European Union (EU) leaders have agreed on a plan to block more than two-thirds of Russian oil imports.
The ban is a compromise that will not affect pipeline oil imports for now, following opposition from Hungary. European Council Chief, Charles Michel, said the deal cuts off “a huge source of financing” for the Russian war machine. The new agreement forms part of a sixth package of sanctions approved at a summit in Brussels, on which all 27 member states agreed.
Mr. Michel disclosed that the EU also agreed to hard-hitting measures targeting Russia’s largest bank, Sberbank, and three state-owned broadcasters. At the meeting, EU members spent hours struggling to resolve their differences over the ban on Russian oil imports, with Hungary its main opponent.
The compromise followed weeks of wrangling until it was agreed there would be “a temporary exemption for oil that comes through pipelines to the EU”, Mr. Michel told reporters. Due to this, the immediate sanctions will affect only Russian oil being transported into the EU oversea, which is two-thirds of the total imported from Russia.

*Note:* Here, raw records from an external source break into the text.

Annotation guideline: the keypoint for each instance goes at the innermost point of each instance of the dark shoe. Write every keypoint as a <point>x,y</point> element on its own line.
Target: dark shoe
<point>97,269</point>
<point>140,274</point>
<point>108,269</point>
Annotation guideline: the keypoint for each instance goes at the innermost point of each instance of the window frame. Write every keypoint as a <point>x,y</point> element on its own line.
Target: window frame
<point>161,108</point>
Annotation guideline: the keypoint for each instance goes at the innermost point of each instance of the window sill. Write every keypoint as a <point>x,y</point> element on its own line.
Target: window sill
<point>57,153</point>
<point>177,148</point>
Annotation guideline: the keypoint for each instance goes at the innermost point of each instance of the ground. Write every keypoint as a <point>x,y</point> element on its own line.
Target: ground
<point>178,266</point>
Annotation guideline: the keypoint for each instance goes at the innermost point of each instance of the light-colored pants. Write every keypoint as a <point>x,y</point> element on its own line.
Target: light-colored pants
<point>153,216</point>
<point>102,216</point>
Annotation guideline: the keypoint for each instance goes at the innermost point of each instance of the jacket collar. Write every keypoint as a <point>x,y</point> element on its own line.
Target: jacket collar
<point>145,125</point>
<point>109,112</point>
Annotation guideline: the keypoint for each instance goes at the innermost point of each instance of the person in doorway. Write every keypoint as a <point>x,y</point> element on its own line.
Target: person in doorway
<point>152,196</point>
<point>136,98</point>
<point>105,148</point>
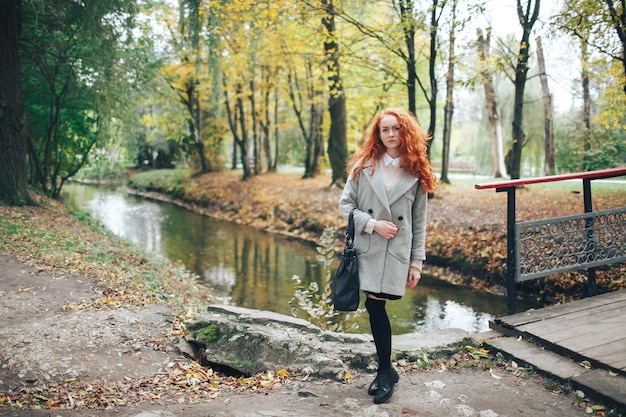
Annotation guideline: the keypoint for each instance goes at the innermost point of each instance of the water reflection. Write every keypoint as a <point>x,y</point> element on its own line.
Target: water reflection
<point>254,269</point>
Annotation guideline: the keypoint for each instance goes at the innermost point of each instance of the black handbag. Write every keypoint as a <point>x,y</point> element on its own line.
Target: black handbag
<point>346,295</point>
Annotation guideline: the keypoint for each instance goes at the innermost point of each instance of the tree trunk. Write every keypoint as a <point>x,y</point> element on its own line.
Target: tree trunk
<point>432,71</point>
<point>547,108</point>
<point>236,120</point>
<point>337,141</point>
<point>12,110</point>
<point>408,24</point>
<point>527,19</point>
<point>256,148</point>
<point>449,107</point>
<point>491,103</point>
<point>619,23</point>
<point>276,133</point>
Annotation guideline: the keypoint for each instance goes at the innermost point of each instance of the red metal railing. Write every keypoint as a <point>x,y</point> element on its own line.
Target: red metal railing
<point>510,187</point>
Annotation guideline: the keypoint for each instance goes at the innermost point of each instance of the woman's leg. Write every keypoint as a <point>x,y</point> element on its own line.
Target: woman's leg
<point>382,386</point>
<point>381,331</point>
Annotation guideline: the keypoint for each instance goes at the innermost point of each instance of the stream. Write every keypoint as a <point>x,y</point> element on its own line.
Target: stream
<point>249,268</point>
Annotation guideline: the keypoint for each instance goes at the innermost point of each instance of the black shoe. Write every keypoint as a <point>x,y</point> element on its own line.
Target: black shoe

But in practice, European Commission President, Ursula von der Leyen intimated that the scope of the ban would be wider because Germany and Poland volunteered to wind down their own pipeline imports by the end of this year. “Leftover is around 10-11% that is covered by the Southern Druzhba,” Mrs. Von der Leyen said, referring to the Russian pipeline supplying oil to Hungary, Slovakia and the Czech Republic. However, she added that the European Council will revisit this exemption “as soon as possible”.
A Proposal to ban Russian oil Imports
The ban on Russian oil imports was initially proposed by the European Commission a month ago (April 2022), which is the body responsible for developing laws for member states. But resistance, notably from Hungary, which imports 65% of its oil from Russia through pipelines, held up the EU’s troubled latest round of sanctions.
Other landlocked countries, such as Slovakia and the Czech Republic, also asked for more time due to their dependence on Russian oil. Bulgaria which is already cut off from Russian gas by Gazprom, likewise sought opt-outs.
Other Economic Factors
Reports also suggest that the cost-of-living crisis being felt across Europe has not helped either. Sky-rocketing energy prices, among other things, curtailed some EU countries’ appetite for sanctions which could also hurt their own economies.
Ukraine’s President, Volodymyr Zelenskyy, who dialled into the summit, urged EU countries to stop their internal “quarrels”, stating that they only helped Moscow. Mr. Zelenskyy, speaking at the summit via a video link said “All quarrels in Europe must end, internal disputes that only encourage Russia to put more and more pressure on you”, adding that “It is time for you to be not separate, not fragments, but one whole”.
Latvia’s Prime Minister, Krisjanis Karins, is of the view that member countries should not get “bogged down” in their own personal interests. He pointed out that “It’s going to cost us more. But it’s only money. The Ukrainians are paying with their lives”.